Over the past two years, JFF has had the privilege of working with PSJA and its visionary superintendent, Dr. Danny King. He has built on the idea behind JFF’s Early College High School Initiative, expanding it from a small schools concept to a framework for systemic transformation. With our partner Educate Texas, we’ve helped to guide PSJA’s strategy, build more challenging and relevant course sequences for its kids, and change the way teachers teach in the classroom. Through this relationship, we’ve seen firsthand the approaches that make PSJA exceptional.

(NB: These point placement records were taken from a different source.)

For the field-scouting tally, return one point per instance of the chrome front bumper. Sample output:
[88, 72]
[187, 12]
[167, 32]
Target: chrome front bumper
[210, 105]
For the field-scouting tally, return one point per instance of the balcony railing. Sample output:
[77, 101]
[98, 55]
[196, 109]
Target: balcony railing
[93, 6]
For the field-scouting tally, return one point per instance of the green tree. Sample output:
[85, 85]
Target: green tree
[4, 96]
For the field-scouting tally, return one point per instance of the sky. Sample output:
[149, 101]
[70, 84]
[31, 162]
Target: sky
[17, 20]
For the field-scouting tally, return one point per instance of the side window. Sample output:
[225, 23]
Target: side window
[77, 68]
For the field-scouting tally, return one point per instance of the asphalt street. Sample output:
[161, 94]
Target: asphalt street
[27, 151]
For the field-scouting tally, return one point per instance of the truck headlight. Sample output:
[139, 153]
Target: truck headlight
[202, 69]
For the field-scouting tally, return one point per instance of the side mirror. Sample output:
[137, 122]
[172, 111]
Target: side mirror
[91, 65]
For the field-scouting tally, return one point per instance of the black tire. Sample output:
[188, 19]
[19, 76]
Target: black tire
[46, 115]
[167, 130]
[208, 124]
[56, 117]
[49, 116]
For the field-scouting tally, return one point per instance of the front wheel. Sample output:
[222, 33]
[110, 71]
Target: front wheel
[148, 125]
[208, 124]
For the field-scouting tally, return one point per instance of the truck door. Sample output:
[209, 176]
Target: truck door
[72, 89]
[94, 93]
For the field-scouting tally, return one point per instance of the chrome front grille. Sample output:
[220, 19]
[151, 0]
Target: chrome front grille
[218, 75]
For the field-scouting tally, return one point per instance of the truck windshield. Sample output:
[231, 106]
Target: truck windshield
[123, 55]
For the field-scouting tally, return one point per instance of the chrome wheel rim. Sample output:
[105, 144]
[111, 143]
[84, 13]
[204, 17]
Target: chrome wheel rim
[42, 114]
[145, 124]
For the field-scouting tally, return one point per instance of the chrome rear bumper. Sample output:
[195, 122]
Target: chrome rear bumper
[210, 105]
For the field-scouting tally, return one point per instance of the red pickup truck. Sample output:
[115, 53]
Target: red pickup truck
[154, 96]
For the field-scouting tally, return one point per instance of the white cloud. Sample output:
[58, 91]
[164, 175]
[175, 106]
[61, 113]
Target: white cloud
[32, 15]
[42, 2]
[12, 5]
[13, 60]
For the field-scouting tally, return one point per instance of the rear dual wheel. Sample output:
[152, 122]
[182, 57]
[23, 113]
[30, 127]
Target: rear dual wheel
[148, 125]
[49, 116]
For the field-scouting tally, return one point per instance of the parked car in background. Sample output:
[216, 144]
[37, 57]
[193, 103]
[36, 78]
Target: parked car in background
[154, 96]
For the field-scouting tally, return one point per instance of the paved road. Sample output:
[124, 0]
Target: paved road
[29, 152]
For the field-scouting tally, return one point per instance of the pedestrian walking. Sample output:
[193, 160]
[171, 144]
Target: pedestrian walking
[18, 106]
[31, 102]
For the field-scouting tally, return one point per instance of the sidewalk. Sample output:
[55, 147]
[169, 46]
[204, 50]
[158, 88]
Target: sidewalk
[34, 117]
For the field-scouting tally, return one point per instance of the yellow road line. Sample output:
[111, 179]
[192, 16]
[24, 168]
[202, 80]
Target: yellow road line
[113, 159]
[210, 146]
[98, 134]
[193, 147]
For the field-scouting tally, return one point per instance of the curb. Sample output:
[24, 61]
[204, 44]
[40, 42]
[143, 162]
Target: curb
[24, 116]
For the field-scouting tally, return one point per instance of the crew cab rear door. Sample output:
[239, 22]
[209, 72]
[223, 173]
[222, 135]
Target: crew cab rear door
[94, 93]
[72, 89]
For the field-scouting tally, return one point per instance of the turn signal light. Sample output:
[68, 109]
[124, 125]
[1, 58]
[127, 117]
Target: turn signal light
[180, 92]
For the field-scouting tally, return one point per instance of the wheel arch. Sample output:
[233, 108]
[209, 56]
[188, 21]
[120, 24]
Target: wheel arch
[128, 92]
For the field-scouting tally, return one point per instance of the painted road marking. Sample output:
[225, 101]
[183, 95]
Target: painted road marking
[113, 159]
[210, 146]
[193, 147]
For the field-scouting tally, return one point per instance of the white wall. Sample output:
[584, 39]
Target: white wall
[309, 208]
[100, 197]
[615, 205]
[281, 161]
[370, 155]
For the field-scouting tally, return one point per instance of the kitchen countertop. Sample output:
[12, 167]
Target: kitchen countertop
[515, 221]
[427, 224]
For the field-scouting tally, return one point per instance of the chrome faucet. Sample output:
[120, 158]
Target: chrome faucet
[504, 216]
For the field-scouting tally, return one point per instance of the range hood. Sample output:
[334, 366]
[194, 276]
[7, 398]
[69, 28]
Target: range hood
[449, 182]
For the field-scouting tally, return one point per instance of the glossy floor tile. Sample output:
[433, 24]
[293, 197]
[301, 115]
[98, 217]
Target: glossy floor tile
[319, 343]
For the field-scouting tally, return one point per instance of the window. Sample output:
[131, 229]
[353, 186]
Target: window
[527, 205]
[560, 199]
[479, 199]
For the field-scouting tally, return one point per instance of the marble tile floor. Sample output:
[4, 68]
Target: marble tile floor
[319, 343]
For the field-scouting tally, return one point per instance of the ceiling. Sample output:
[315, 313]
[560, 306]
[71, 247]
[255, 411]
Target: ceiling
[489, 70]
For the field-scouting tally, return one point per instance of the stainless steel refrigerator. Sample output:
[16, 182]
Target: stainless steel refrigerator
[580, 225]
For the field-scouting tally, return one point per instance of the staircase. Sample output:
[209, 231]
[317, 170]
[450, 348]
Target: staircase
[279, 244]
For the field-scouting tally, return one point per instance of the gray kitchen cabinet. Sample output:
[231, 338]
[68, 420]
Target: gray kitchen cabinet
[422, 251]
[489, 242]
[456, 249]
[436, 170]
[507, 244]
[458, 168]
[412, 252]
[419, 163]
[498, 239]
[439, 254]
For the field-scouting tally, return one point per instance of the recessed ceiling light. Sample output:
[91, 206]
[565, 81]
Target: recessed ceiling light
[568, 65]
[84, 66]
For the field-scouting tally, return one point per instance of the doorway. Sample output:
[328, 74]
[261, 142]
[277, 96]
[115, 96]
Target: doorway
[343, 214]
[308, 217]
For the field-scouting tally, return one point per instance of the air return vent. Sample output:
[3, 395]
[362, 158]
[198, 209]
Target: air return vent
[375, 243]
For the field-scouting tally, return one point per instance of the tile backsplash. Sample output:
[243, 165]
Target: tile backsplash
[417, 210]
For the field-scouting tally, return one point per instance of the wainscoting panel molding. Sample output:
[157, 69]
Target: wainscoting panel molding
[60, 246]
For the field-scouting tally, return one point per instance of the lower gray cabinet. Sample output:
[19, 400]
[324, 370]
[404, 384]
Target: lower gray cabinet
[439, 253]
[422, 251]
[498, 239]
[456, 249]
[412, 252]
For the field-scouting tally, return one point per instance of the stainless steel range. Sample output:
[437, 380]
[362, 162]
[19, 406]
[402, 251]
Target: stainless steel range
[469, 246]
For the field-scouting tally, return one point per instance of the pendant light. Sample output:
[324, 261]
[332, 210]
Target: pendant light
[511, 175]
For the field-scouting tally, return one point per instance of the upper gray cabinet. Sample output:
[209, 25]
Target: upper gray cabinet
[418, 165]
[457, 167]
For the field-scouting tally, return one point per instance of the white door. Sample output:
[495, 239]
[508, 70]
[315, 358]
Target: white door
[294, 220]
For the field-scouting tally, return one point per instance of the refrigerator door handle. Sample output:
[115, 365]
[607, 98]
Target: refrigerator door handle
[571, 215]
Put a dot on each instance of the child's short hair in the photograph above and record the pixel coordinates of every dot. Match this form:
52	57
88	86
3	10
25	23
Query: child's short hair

When Dr. King first started to expand college for all, he didn’t start with the top students. He started with dropouts. As the PBS report notes, Dr. King’s first priority when coming to the district in 2007 was to reverse the district’s dropout rate, then twice the state average. With South Texas College, he opened the College, Career, and Technology Academy, which does not send students back to high school but sends them to college. Through a citywide door-knocking campaign, the district reenrolled nearly every senior who had failed to graduate. At CCTA, students as old as 26 take career-focused college courses while finishing their high school requirements. To date, the school has graduated nearly 900 former dropouts and connected them to college. As Dr. King puts it, “If that kind of student can do it, why can’t all of our students?”
PSJA links education to a real future. Over the past two years, the district has overhauled its course sequences so that students earn college credits in a career pathway that leads toward specific certificates and degrees—aligned to opportunities in their local labor market. Every student takes classes exploring careers in the ninth and tenth grades, then as upperclassmen take college classes in a career pathway—such as pharmacy tech, automotive engineering, or graphic design—as well as core math and English classes at the college level. The beauty of this is they graduate with momentum toward either a technical certificate or an academic course of study—and enter college without the need for remediation. As one young early college student told me last year:
This school gives us a great advantage because they actually treat us like real college students, and that’s what’s giving us a head start. We’re experiencing the college life, that it’s hard, and we’re adapting already to it. So when we go to a bigger university like UTPA or Austin or A&M we already know, "Okay, this is hard. This is tough but I’m already used to it and I can do it."
Of course, you can’t simply put students in college classes and expect them to succeed without the right supports. So PSJA has overhauled instruction in all its high, middle, and elementary schools, using JFF’s Common Instructional Framework, a set of teaching strategies that support and engage kids of all skill levels in college-level work. More students in more classrooms are writing, collaborating, and having academic conversations every day—and taking charge of their learning in a way that will serve them well in college.
Finally, this district recognizes that its responsibility doesn’t end when its graduates go to college. Recognizing low rates of college completion, it has hired counselors housed on the local community college and four-year campuses to help its graduates transition to and stay in college.
Though its work is still just beginning, PSJA is rightfully gaining national attention for the vision it has set. At JFF, we think this vision can be the norm in American education: high schools that help every student transition seamlessly into college, and succeed once they are there.